I won't write about the housing matter just now because I want to investigate it first. But the visit threw up some wider issues for me about what agencies were there to support her and her family. I wish I could name the school that the girls go to but I can't. I will be writing to them however because they have an incredible support system for these two pupils and I want to get more information - maybe I can share it with a school I know that appears to have NO support systems in place. My main concern was about the support she should be getting to manage her mental health problem but isn't and perhaps if she was getting it her two girls could have a bit more of a normal life.
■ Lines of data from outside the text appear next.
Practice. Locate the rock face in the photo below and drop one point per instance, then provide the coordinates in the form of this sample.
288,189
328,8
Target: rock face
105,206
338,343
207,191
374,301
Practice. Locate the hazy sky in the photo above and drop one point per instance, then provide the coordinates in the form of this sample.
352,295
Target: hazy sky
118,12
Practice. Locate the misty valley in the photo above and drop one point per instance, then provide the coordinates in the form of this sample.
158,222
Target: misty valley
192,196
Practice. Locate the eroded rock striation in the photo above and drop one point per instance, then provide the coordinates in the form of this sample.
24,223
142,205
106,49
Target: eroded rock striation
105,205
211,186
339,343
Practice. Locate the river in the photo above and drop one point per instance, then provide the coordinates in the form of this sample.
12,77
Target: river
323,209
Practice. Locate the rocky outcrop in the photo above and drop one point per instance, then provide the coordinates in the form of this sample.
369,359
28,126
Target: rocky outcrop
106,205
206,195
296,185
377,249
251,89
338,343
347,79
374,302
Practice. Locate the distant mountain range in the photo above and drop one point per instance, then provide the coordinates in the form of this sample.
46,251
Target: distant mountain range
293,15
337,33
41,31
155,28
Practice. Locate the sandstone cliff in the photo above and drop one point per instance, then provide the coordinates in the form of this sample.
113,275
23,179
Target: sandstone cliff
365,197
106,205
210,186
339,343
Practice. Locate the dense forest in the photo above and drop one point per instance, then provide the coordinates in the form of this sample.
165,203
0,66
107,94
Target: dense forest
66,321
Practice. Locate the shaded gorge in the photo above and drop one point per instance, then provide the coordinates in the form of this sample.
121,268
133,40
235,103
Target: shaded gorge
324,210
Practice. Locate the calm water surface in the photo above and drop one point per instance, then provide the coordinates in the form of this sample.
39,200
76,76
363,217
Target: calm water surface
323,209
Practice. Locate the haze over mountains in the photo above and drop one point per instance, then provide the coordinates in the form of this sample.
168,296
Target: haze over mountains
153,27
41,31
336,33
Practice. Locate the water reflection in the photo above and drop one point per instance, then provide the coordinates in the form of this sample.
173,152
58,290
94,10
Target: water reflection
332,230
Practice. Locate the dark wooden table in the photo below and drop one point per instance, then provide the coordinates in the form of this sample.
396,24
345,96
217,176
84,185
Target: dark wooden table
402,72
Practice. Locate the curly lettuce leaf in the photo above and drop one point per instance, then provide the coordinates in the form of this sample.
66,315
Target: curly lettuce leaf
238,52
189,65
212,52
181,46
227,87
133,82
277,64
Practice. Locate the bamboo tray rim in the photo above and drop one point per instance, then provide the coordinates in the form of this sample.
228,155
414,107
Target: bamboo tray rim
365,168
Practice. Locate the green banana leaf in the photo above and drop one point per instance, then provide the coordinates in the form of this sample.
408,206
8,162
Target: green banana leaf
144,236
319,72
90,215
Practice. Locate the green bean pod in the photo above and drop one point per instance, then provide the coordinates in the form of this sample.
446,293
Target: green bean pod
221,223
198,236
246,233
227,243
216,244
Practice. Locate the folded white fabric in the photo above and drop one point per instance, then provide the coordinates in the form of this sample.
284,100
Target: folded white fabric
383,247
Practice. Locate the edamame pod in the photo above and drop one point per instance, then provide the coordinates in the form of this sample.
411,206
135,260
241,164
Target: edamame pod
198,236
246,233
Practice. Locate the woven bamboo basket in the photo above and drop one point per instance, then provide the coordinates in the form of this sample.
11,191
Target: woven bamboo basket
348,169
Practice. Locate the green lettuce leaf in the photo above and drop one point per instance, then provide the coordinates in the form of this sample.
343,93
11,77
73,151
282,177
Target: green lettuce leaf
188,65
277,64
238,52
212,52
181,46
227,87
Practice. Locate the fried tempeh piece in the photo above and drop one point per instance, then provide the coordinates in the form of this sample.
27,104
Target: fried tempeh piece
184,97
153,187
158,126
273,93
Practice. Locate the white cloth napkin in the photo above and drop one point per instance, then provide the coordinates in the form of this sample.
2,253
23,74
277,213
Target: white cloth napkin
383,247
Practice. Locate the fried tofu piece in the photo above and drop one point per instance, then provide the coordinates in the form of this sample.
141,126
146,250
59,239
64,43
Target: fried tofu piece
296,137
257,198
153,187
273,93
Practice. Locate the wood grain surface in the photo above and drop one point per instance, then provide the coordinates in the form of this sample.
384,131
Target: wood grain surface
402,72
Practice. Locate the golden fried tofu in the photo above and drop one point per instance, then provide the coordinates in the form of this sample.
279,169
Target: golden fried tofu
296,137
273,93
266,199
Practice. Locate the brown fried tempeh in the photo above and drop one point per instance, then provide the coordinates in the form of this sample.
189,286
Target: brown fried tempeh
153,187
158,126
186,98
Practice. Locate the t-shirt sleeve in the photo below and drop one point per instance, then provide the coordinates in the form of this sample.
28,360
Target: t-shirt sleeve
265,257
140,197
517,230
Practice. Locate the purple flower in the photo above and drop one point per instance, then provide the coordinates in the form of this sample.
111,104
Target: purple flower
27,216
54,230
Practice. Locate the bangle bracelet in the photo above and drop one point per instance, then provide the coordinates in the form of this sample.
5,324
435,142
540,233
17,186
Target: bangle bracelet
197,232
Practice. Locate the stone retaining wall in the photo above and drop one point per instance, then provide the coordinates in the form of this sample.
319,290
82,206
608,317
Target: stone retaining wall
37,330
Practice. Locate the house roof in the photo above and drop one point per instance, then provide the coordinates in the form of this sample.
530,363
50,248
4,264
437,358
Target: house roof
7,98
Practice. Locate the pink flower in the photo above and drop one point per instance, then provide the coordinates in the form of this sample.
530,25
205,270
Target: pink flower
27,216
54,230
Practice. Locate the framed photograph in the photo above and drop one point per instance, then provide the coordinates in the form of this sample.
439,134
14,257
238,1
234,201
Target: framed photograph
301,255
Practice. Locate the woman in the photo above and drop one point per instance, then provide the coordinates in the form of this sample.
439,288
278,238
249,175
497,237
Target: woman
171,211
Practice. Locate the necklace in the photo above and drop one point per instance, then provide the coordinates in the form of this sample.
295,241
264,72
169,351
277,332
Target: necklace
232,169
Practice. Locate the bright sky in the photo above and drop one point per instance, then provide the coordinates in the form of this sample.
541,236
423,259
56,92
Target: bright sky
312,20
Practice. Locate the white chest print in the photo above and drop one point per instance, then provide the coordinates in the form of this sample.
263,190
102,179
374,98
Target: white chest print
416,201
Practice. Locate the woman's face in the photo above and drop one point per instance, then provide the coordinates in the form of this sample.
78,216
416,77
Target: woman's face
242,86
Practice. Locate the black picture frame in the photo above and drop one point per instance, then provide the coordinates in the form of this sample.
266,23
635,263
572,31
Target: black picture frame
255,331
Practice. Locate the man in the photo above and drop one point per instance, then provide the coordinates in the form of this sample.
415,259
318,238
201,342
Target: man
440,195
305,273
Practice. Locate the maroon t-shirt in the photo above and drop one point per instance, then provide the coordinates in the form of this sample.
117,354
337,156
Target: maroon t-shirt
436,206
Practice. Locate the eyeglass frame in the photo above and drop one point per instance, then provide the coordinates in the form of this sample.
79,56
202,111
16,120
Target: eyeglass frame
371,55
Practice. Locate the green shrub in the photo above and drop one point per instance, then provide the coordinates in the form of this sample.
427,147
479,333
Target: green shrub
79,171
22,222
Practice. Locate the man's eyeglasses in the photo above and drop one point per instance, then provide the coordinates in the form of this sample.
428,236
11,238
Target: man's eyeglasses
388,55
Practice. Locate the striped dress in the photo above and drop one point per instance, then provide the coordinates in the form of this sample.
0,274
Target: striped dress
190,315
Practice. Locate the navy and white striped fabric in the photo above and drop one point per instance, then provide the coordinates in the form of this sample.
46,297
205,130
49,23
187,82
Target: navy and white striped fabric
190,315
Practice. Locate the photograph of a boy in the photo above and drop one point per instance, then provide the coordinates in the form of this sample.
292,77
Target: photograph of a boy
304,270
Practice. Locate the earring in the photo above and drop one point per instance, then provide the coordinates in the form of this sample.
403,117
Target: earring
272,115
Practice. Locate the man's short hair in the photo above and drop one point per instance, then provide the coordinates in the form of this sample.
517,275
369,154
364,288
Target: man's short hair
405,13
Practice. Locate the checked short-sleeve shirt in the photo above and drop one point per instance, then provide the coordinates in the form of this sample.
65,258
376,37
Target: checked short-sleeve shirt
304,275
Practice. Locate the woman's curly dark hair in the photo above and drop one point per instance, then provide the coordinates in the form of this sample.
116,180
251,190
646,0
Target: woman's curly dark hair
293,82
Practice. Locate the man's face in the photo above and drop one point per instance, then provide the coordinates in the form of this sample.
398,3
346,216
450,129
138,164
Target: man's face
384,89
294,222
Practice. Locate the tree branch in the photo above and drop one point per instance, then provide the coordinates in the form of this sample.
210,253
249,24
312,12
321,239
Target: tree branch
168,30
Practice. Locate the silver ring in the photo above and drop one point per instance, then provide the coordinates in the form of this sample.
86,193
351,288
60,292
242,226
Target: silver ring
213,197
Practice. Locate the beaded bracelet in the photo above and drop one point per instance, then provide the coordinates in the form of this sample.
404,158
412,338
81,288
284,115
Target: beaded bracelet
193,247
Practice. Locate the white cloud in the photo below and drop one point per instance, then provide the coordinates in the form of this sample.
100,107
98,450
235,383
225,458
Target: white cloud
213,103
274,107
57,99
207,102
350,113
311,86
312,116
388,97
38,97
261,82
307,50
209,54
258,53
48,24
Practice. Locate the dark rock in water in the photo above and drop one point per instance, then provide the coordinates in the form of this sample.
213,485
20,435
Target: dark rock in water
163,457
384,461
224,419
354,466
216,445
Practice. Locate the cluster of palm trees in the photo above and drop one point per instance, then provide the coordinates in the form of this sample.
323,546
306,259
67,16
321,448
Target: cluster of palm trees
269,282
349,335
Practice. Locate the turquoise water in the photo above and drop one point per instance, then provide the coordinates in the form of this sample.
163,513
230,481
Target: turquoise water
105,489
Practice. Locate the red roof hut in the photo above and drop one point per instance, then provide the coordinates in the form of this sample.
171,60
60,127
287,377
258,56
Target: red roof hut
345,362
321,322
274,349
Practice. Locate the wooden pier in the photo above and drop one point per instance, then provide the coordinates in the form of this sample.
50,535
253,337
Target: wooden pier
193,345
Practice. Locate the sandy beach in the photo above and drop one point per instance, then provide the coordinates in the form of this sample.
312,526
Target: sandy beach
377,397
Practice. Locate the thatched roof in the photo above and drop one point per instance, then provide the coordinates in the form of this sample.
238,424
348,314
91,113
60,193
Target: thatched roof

It's not her fault she needs so much support. She didn't choose to go into care. She didn't choose to be abused. She isn't choosing to be ill now. She talked to me about how she would love to be the person she was when her children were young and she had that job. She wants to get back to having a normal life. But when I asked what support she got from the Community Mental Health team she said she'd never had any. She didn't even know they could help her.

I'm obviously going to contact them and her GP and make sure she does get help but it makes you wonder how many people simply slip through the net. Are they diagnosed with a mental health problem, given tablets and quarterly visits to a psychiatrist and that's it? Perhaps she's a one off but it's something I need to know about. And I'm not being critical of community mental health teams. If they don't know she exists what can they do? But surely it can't be that easy to slip through the net.

As I say she is someone who wants to get better, who wants to have a normal life and who wants her girls to know what it's like to be young and carefree. This is the kind of thing I love and hate about my job. It depresses me to think of what they're all going through day in day out but I really love the fact that my job title means I'm able to make a difference to them. It shouldn't take the intervention of a politician but if it does, I'm happy to do it.